But it took quite a while to figure out
what that clue meant. What we finally figured out
was that it was telling us that a comet or an asteroid
the size of Mount Everest had hit the earth
on a particular day, 65 million years ago
and caused the extinction, not only of dinosaurs
and the forams, but of many other different
kinds of plants and animals. For example, like this
coiled-shelled ammonite. This group also became
extinct at that same time. And we gradually came to realize how much energy there
is in a very big rock falling from the sky. There would have been
enough energy to blow debris and rocks and dusts
and chunks of things from the impact site
all over the entire earth. And when it landed
on the top of the atmosphere, there were so much of
it that it would have made the earth cold and
dark for probably months so that plants
would stop growing and animals wouldn't have food
and many groups became extinct. Not all, obviously,
because we're still around. Well, this was a
catastrophic explanation for the extinction and that did not sit
well with most geologists and paleontologist
at the time about 1980 because we were used to
thinking of all changes in the Earth's history
as being slow and gradual and this was the exact opposite. So there was a huge debate. It went on for ten years,
from 1980 to 1990. And meanwhile, people
looked for other evidence and they found other
evidence of impact, like, spherules
and shocked quartz. And all that time,
all during that ten years, the big unanswered question was, where was the crater
that would have been produced when this comet or
asteroid fell from the sky? Finally, in 1991, the great
breakthrough took place. We learned about a huge crater below the surface
of the Yucatan Peninsula that the Mexican oil geologists
had discovered. It's the biggest impact crater
that's formed on this planet in the last billion years. And the Mexicans drilled it
and here's what they found. So this is a thin
slice out of a circular core. And this is rock that was melted
by the heat of impact. And you can tell
that it was melted by impact because the mineral
grains in it have features that only form with
very great shock effects And so we then had
evidence for a giant impact.

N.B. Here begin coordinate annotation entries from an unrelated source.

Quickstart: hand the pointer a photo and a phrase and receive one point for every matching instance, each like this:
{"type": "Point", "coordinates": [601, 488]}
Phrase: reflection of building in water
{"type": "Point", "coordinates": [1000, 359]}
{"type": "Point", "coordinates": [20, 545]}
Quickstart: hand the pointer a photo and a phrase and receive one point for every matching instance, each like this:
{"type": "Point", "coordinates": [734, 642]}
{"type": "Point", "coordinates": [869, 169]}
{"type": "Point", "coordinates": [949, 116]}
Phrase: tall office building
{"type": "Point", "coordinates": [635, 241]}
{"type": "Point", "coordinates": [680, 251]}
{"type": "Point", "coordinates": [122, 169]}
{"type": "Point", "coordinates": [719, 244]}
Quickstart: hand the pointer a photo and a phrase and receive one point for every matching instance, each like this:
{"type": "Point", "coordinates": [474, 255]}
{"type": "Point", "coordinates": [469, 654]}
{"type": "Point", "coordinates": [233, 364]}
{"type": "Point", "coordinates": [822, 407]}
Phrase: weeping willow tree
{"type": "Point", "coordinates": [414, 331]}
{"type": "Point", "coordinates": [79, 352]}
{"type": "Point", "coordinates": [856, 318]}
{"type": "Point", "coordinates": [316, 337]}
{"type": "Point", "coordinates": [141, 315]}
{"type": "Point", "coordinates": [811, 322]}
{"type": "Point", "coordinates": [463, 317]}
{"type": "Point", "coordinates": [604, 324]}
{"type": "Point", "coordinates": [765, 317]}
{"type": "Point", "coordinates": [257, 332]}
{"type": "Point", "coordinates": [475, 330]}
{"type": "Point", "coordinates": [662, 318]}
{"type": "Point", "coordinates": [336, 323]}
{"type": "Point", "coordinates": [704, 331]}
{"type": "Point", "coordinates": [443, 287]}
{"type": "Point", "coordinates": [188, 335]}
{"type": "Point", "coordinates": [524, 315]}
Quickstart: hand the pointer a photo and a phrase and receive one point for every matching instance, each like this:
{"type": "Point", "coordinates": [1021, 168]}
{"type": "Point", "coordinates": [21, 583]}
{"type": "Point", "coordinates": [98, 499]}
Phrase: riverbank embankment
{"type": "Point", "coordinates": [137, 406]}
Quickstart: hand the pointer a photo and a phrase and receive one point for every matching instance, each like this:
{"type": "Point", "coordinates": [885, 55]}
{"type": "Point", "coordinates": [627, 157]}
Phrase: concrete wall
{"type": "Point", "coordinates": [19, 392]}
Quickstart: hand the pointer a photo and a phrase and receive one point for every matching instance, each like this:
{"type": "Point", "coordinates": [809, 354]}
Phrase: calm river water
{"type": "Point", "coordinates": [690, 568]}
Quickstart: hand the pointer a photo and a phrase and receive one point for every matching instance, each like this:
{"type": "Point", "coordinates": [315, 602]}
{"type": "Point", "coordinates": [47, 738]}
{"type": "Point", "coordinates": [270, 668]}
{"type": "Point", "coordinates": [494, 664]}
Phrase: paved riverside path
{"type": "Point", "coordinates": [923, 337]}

We could tell that it was
approximately the right age but you couldn't be sure
of exactly the right age. So some of us went and
looked at other outcrops in other parts of Mexico
and we found the debris from this impact--
from this crater-- at exactly the level
of the extinction, right at the boundary
between the Cretaceous and the tertiary. And so that was the evidence
that can... has convinced almost all
geologists and paleontologists that it was indeed an impact
that caused the mass extinction. Well, this is a pretty good
example of how science works and how geologists
and paleontologists figure out what
happened in earth history. You start with some unexpected
evidence like the iridium. Then you make up a theory
to try to explain it. And then other people
get interested, and they look for other
evidence like spherules and shocked quartz. And there's a great debate
because that's the way we work these things out in science. And finally, along comes the most
convincing evidence of all-- in this case the crater, which
convinces virtually everyone. And so that's the story of how geologists
and paleontologists solved what may have been
the greatest murder mystery in all of Big History.